The Good Gut Guide –We list down a few foods to keep our gut in good shape.

  1. NATURAL YOGURT OR CURD: An excellent probiotic which needs an instant nod. Live bacteria, which is lactic acid apt for the digestive system. Ideally opt for a live or ‘bio’ ones, particularly unsweetened, organic, and full fat. Steer clear of low-fat or flavored yogurts. Try the latest beauty in the nutrition world- coconut yogurt, which is excellent to maintain harmony.
  2. NUTS AND SEEDS: A beautiful home of unsaturated essential fats, proteins, and minerals, besides having the tag of a prebiotic, the wide variety of nuts and seeds are a must have in your diet. Opt for unroasted and unsalted ones, as you can toast and season the wonder ingredients with spices for flavor at home.
  3. TURMERIC & GINGER: It is a natural anti-inflammatory ingredient which heals your gut, and ginger helps aid digestion. Try warm turmeric milk or ginger tea for good gut.
  4. FRESH FRUITS AND VEGETABLES: Load up your fridge with lots of fresh fruits and vegetables, leafy greens, easy to digest grains as gluten-free oats, quinoa, and millet. And don’t forget the healthy fats for maintaining your energy levels, and foods such as avocado, chia, hemp seeds, coconut, and raw nut butter are rich in these. Focus on eating foods that work to heal you.

GUT HEALTHY FOODS
Holistic Nutritionist Janvi Chitalia, Body Cocoon gives us some insight into gut-friendly foods, alongside a few food suggestions- Janvi says, ‘The foods one chooses to eat are a crucial component of maintaining gut health. That is because what you eat decides the kind of bacteria that will thrive in the gut. You can renew gut health as far as microbes are concerned. The body can create new microbiota every 24 hours. Best way to keep the gut healthy and strong is by eating colorful foods that help prevent inflammation. Two popular terms are Probiotics which are beneficial good gut bugs, while prebiotics is good for these bacteria.
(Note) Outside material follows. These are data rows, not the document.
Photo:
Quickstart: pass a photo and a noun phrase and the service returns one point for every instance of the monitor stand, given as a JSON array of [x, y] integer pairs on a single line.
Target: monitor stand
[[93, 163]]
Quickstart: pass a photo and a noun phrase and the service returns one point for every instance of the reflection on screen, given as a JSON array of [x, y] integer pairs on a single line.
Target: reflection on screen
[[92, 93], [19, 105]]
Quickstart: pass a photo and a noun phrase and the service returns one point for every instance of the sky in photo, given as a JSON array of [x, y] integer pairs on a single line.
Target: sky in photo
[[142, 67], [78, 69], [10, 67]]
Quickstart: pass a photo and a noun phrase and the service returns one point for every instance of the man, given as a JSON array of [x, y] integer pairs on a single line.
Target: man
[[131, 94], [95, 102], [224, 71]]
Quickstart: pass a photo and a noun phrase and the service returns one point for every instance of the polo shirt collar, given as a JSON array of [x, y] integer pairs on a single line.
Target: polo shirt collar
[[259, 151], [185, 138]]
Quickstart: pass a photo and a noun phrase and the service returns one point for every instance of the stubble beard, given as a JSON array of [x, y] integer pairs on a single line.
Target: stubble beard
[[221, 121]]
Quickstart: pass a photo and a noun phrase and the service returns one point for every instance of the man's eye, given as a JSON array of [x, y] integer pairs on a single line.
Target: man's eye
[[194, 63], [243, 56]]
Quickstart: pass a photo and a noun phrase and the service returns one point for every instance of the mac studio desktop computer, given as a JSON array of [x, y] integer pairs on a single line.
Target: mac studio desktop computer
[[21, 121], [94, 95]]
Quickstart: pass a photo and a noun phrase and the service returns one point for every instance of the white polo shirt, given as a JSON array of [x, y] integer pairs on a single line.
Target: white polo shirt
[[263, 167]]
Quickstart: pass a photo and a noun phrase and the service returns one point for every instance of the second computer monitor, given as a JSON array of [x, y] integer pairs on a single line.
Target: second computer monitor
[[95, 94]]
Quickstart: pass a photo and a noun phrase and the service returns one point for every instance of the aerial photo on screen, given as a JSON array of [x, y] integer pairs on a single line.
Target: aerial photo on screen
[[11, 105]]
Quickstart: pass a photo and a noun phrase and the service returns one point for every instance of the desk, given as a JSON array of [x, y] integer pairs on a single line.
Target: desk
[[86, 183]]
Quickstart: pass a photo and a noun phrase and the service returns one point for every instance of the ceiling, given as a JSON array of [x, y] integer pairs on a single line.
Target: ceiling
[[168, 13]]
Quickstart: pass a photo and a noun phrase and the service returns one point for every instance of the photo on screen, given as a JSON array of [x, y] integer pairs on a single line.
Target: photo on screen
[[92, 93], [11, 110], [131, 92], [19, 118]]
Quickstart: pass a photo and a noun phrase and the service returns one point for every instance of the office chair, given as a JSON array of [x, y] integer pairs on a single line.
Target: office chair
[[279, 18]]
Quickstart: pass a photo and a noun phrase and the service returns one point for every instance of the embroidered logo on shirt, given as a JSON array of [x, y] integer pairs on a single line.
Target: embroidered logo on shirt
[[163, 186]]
  1. BANANAS: Banana help reduce inflammation of the gut lining and restore the health of the bacterial community. Bananas work to a microscopic level to maintain harmony between the bacteria. That is why they release substances that are highly recommended during a stomach upset. They are stocked up with levels of potassium and magnesium, so they help reduce swelling.
  2. THE CRUCIFEROUS FAMILY:  The Cruciferous family contain sulphur based metabolites known as glucosinolates, which are broken down by microbes that reduce inflammation and help reduce the risk of liver, lung, bladder, breast, colon, and stomach cancer. The glucosinolates are known to latch onto carcinogenic intruders and shows the way out for pathogens. Regular consumption is associated with less risk of cancers.
  3. BLUEBERRIES: Blueberries are high in anthocyanins, the antioxidant present in the berry. The vitamin k and fibre are shown to improve our immune system and strengthen and diversify the gut bacteria.
  4. BEANS: Beans feed the good gut bugs and increase immunity. Packed with immunity-boosting fibre, protein, folate, and B vitamins, they help in regulating a healthy gut and healthy brain.
  5. FERMENTED PLANTS: Fermented plants such as tempeh and miso are gaining popularity due to the live microorganisms that they crowd out the unhealthy bacteria, improve absorption in the intestine. They act as probiotics that have been found to improve the health of intestinal cells, decrease allergies, reduce colon cancer, and improve overall immune function. Kimchi and kefir are tops.
  6. GARLIC: Garlic plays a role in boosting the creation of good gut microbes and help to prevent gastrointestinal issues. Raw garlic has even more prebiotic properties.
  7. APPLES: Apples especially the Green variety, are again known to boost good bacteria. Interestingly, stewed apples have good bacteria and also help heal the gut.
  8. ASPARAGUS: It is rich in prebiotics, and also contains insulin which can help promote regularity and decrease bloating. It can be consumed chopped, raw, or in salads.
  9. FLAXSEED: Contains a high source of lignans with high antioxidants and anti-cancer properties. It also fuels good gut flora.’